Hello there,
I’m trying to implement (copypaste from different sources) the DDQN algorithm in PyTorch. I get the following error when calling loss.backward()
: RuntimeError: Function MmBackward returned an invalid gradient at index 1 - got [128, 16] but expected shape compatible with [4, 16]
.
I believe this is the relevant code:
transitions = self.memory.sample()
batch_state, batch_next_state, batch_action, batch_reward = zip(*transitions)
batch_state = torch.cat(batch_state)
batch_next_state = torch.cat(batch_next_state)
batch_action = torch.cat(batch_action).squeeze(1)
batch_reward = torch.cat(batch_reward)
# current Q values are estimated by NN for all actions
current_q_values = self.policy_net(batch_state).gather(0, batch_action)
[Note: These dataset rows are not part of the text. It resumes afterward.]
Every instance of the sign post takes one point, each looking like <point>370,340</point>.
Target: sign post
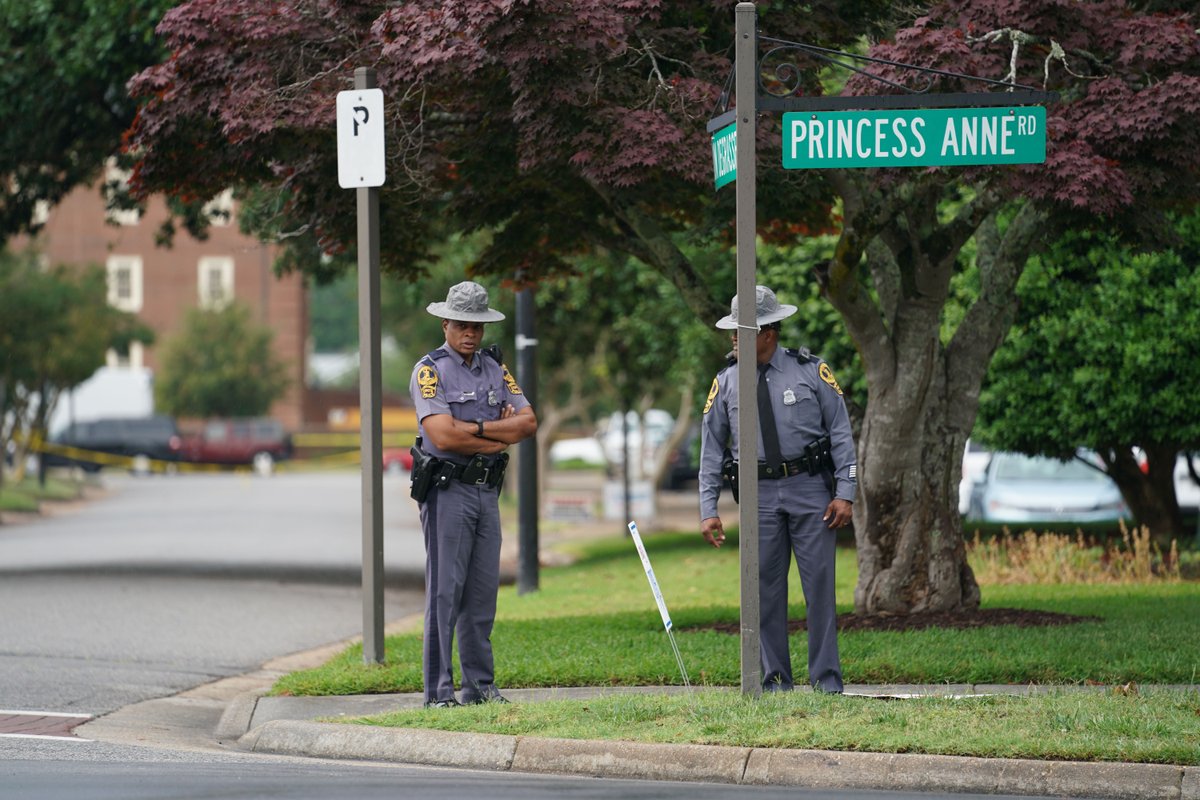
<point>361,166</point>
<point>917,130</point>
<point>747,79</point>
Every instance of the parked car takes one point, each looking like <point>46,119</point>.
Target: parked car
<point>586,450</point>
<point>1187,491</point>
<point>1019,488</point>
<point>397,459</point>
<point>975,461</point>
<point>258,441</point>
<point>130,443</point>
<point>657,423</point>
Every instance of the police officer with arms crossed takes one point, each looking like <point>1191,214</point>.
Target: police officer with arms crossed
<point>469,409</point>
<point>807,479</point>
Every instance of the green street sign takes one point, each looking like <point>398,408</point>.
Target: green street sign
<point>934,137</point>
<point>725,155</point>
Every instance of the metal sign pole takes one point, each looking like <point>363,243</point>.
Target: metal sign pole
<point>747,90</point>
<point>527,451</point>
<point>370,401</point>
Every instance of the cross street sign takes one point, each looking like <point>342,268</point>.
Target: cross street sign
<point>725,155</point>
<point>360,143</point>
<point>931,137</point>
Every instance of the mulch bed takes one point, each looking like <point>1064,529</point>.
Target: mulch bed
<point>977,618</point>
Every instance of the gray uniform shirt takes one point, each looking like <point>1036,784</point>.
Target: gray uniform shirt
<point>443,384</point>
<point>808,404</point>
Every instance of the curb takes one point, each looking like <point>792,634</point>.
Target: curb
<point>724,764</point>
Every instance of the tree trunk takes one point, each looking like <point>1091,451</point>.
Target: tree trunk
<point>923,394</point>
<point>1150,494</point>
<point>911,554</point>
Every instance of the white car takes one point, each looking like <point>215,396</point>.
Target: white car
<point>975,462</point>
<point>1187,491</point>
<point>658,425</point>
<point>586,450</point>
<point>1019,488</point>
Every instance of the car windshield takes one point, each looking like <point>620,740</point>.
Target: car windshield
<point>1024,468</point>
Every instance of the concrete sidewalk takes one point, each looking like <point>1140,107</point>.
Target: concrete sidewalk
<point>288,726</point>
<point>235,713</point>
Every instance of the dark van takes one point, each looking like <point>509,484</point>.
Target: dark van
<point>125,443</point>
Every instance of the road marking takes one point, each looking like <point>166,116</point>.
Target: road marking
<point>41,725</point>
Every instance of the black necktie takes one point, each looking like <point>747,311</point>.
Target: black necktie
<point>767,422</point>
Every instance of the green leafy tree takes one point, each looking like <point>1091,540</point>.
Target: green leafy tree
<point>1103,355</point>
<point>221,364</point>
<point>55,329</point>
<point>64,65</point>
<point>577,126</point>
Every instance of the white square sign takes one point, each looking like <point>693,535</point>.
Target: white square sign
<point>360,142</point>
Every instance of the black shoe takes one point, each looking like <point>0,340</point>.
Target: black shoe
<point>442,704</point>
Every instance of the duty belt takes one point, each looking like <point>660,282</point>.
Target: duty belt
<point>795,467</point>
<point>478,471</point>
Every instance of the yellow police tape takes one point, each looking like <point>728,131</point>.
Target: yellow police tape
<point>147,464</point>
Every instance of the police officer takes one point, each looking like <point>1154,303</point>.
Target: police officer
<point>469,409</point>
<point>807,485</point>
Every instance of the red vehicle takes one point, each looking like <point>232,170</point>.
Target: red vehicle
<point>257,441</point>
<point>397,459</point>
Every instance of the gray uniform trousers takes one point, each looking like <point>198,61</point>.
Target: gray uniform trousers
<point>462,573</point>
<point>790,512</point>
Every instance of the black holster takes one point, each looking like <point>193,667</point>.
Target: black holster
<point>820,455</point>
<point>426,470</point>
<point>484,470</point>
<point>730,473</point>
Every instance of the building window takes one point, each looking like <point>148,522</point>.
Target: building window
<point>125,282</point>
<point>118,180</point>
<point>132,360</point>
<point>219,211</point>
<point>215,282</point>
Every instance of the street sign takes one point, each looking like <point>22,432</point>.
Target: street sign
<point>930,137</point>
<point>360,142</point>
<point>725,155</point>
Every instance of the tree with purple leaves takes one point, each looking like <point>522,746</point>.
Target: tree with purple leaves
<point>571,126</point>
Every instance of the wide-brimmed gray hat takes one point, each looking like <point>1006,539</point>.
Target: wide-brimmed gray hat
<point>466,302</point>
<point>767,308</point>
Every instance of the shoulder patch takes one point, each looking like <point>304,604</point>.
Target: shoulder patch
<point>827,376</point>
<point>427,379</point>
<point>712,396</point>
<point>510,382</point>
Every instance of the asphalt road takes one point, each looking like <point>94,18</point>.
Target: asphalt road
<point>171,583</point>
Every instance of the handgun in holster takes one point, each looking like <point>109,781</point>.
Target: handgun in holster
<point>730,473</point>
<point>425,471</point>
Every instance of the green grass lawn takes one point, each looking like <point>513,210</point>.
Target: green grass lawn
<point>28,494</point>
<point>594,624</point>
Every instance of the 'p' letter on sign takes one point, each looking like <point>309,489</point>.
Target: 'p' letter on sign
<point>360,138</point>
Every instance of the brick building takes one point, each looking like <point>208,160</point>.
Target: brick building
<point>161,283</point>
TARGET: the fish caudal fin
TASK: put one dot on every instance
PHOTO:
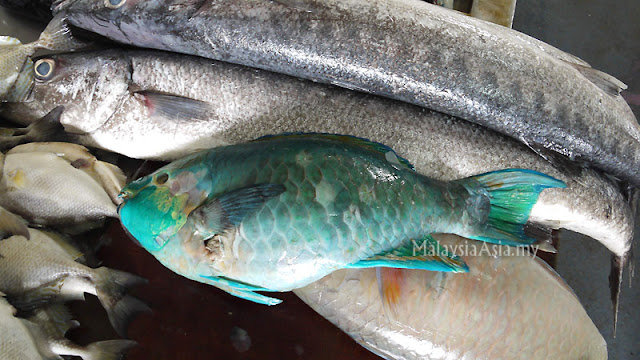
(108, 350)
(57, 36)
(501, 202)
(111, 287)
(618, 264)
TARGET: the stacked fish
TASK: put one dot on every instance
(41, 269)
(316, 212)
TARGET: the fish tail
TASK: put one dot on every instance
(57, 36)
(618, 264)
(500, 204)
(108, 350)
(111, 289)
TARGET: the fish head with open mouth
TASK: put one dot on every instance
(100, 83)
(156, 207)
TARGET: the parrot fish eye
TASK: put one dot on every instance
(43, 69)
(114, 4)
(162, 178)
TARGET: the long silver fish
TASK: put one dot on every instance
(509, 306)
(40, 270)
(404, 49)
(156, 105)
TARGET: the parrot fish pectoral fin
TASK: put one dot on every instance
(228, 209)
(426, 254)
(241, 290)
(512, 193)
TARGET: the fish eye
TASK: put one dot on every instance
(43, 69)
(162, 178)
(114, 4)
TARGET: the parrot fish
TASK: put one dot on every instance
(407, 50)
(281, 212)
(508, 306)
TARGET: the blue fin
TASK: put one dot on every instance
(427, 254)
(241, 290)
(511, 194)
(376, 147)
(228, 209)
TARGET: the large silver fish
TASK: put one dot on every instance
(404, 49)
(155, 105)
(41, 270)
(506, 307)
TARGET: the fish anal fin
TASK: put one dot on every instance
(241, 290)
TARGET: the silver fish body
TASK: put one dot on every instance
(40, 270)
(506, 307)
(46, 188)
(16, 342)
(241, 104)
(404, 49)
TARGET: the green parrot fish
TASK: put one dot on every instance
(280, 212)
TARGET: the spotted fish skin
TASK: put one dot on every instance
(340, 204)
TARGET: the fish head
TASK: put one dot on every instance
(90, 88)
(155, 207)
(127, 21)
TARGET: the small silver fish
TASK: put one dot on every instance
(40, 271)
(508, 306)
(59, 184)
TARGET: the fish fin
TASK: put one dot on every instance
(390, 285)
(12, 224)
(618, 264)
(21, 89)
(57, 36)
(429, 255)
(57, 315)
(228, 209)
(241, 290)
(111, 287)
(35, 298)
(511, 194)
(9, 41)
(112, 179)
(108, 350)
(383, 150)
(174, 107)
(607, 83)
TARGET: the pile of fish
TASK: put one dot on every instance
(285, 178)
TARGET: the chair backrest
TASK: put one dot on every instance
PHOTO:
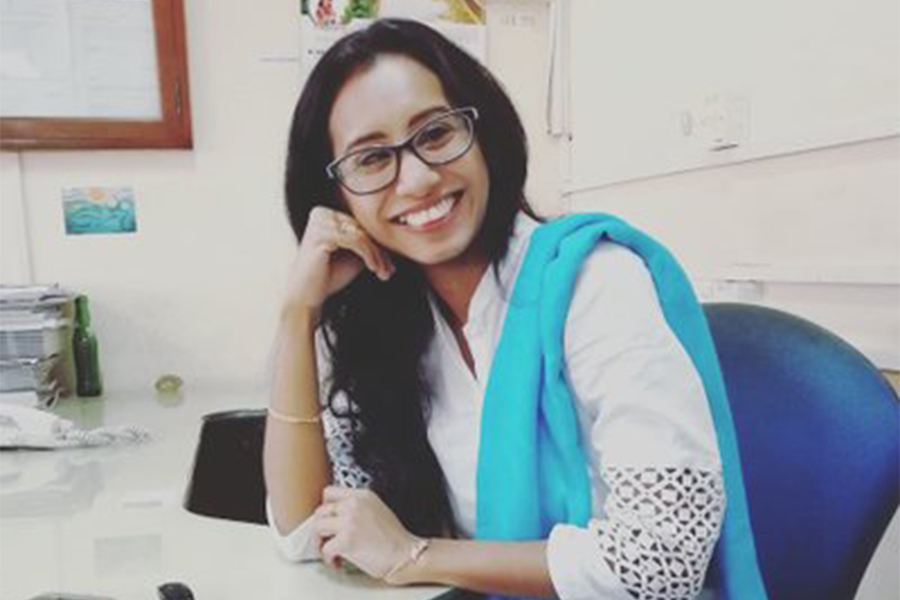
(819, 434)
(227, 476)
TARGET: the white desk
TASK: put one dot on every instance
(109, 521)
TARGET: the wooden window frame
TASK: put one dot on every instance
(172, 131)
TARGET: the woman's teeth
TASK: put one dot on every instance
(429, 215)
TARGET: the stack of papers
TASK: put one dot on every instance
(35, 329)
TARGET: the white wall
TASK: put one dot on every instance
(196, 290)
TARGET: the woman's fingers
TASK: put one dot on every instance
(351, 236)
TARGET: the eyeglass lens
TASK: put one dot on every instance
(438, 142)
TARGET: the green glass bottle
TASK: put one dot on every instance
(86, 352)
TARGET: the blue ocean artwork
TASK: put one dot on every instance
(99, 210)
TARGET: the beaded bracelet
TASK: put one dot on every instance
(285, 418)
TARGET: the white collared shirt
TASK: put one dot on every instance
(644, 421)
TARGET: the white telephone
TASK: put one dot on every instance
(26, 427)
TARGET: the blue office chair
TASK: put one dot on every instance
(819, 434)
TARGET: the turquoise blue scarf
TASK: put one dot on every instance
(532, 472)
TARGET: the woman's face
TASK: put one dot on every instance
(430, 214)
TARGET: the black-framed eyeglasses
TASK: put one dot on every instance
(439, 141)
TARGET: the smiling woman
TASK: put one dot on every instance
(450, 368)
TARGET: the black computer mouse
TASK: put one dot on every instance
(174, 590)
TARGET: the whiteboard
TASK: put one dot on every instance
(661, 87)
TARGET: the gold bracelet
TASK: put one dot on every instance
(415, 551)
(285, 418)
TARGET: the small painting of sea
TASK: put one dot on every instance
(99, 210)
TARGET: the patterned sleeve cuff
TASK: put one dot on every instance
(576, 565)
(662, 526)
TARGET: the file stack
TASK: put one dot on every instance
(35, 341)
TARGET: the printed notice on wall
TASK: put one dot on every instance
(93, 210)
(67, 58)
(326, 21)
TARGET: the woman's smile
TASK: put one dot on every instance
(432, 212)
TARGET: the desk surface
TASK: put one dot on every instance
(109, 521)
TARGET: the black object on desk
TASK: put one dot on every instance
(174, 591)
(227, 477)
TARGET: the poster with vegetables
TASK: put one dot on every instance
(324, 21)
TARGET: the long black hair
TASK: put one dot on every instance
(378, 333)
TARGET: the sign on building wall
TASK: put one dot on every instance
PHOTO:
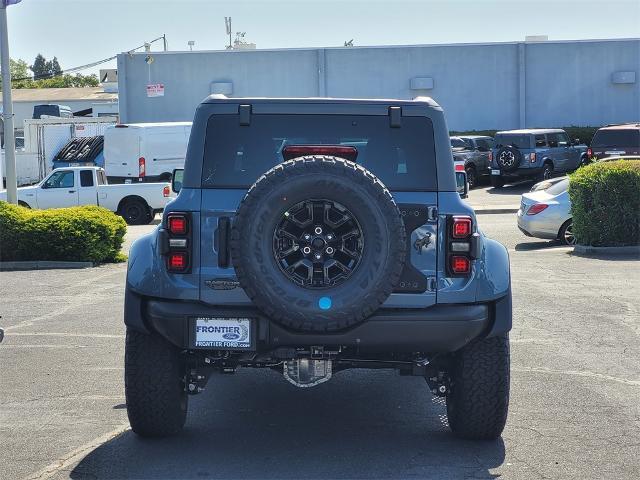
(155, 90)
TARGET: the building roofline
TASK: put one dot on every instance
(372, 47)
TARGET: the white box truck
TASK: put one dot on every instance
(145, 152)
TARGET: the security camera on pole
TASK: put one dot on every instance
(7, 106)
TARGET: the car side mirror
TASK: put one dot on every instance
(176, 180)
(462, 186)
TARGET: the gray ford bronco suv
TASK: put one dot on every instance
(311, 236)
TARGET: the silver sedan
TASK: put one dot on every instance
(545, 212)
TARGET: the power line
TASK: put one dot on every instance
(88, 65)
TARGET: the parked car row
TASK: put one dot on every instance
(538, 154)
(545, 212)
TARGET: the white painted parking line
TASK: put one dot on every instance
(75, 455)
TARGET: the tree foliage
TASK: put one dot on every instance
(54, 78)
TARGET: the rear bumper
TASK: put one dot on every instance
(520, 172)
(438, 329)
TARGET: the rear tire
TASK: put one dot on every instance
(154, 385)
(497, 181)
(135, 212)
(478, 401)
(565, 235)
(547, 171)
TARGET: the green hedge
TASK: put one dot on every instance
(86, 233)
(605, 203)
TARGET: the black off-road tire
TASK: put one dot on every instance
(472, 176)
(497, 181)
(508, 158)
(135, 211)
(547, 171)
(478, 400)
(154, 385)
(321, 178)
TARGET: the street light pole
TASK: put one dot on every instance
(7, 110)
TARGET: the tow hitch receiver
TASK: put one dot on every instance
(304, 372)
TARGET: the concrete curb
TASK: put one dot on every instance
(43, 265)
(632, 250)
(495, 210)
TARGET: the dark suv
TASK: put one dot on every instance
(312, 236)
(615, 141)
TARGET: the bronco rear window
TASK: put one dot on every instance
(403, 158)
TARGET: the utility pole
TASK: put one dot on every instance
(7, 110)
(227, 22)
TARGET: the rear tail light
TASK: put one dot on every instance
(178, 261)
(536, 208)
(461, 227)
(178, 224)
(176, 242)
(343, 151)
(460, 265)
(462, 245)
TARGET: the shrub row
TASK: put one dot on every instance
(605, 203)
(585, 134)
(87, 233)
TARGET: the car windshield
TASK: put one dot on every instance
(403, 158)
(519, 141)
(626, 137)
(559, 187)
(458, 143)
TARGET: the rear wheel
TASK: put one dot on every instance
(478, 400)
(154, 385)
(497, 181)
(472, 176)
(566, 233)
(547, 171)
(136, 212)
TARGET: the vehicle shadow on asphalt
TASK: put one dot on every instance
(361, 424)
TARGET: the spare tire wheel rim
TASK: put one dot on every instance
(507, 158)
(318, 243)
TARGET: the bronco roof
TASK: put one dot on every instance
(322, 100)
(531, 131)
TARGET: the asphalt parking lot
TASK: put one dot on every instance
(574, 400)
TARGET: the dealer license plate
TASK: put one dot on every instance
(233, 333)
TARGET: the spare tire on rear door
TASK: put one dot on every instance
(318, 243)
(508, 158)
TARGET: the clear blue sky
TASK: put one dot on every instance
(82, 31)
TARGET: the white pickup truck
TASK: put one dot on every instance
(137, 203)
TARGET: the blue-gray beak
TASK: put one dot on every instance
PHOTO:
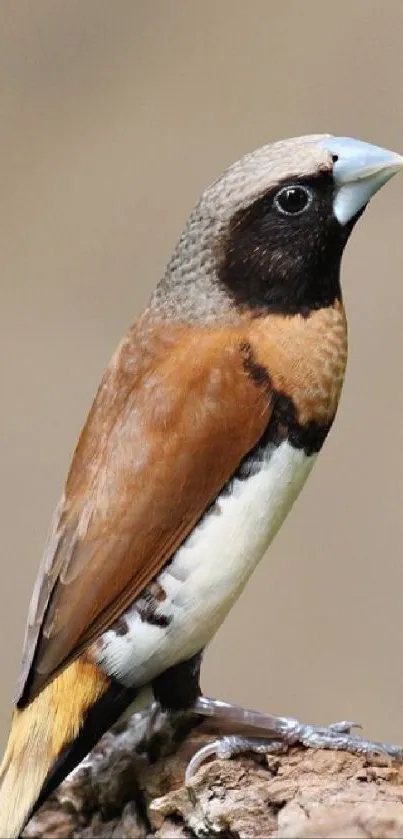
(359, 171)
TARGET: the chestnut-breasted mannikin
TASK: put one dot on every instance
(203, 431)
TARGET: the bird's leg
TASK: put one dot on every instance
(276, 734)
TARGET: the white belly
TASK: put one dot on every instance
(209, 571)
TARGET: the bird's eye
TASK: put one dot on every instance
(293, 200)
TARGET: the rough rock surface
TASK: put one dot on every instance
(132, 786)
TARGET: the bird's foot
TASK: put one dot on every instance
(277, 734)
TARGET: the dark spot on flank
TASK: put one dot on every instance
(256, 371)
(148, 605)
(120, 626)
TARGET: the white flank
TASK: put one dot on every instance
(209, 571)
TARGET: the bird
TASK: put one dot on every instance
(204, 429)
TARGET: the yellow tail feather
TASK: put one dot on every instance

# expected Q values are estimated from actions which gives maximum Q value
max_next_q_values, _ = self.target_net(batch_next_state).detach().max(0)
expected_q_values = batch_reward + (self.gamma * max_next_q_values)
# Compute loss
loss = self.criterion(current_q_values, expected_q_values)
# Zero the gradients and backpropagate
self.optimizer.zero_grad()
loss.backward()
for param in self.policy_net.parameters():
param.grad.data.clamp_(-1, 1)
# Optimizer
self.optimizer.step()
Both policy_net
and target_net
are just two linear layers with ReLU activation.
The error makes me believe that the graph is messed up somewhere, but I’m not sure how such a situation can be reached. I assume MmBackward refers to a torch.mm
computation, but I don’t think I ever call torch.mm.
I am incredible lost and any help would be much appreciated. Thanks in advance!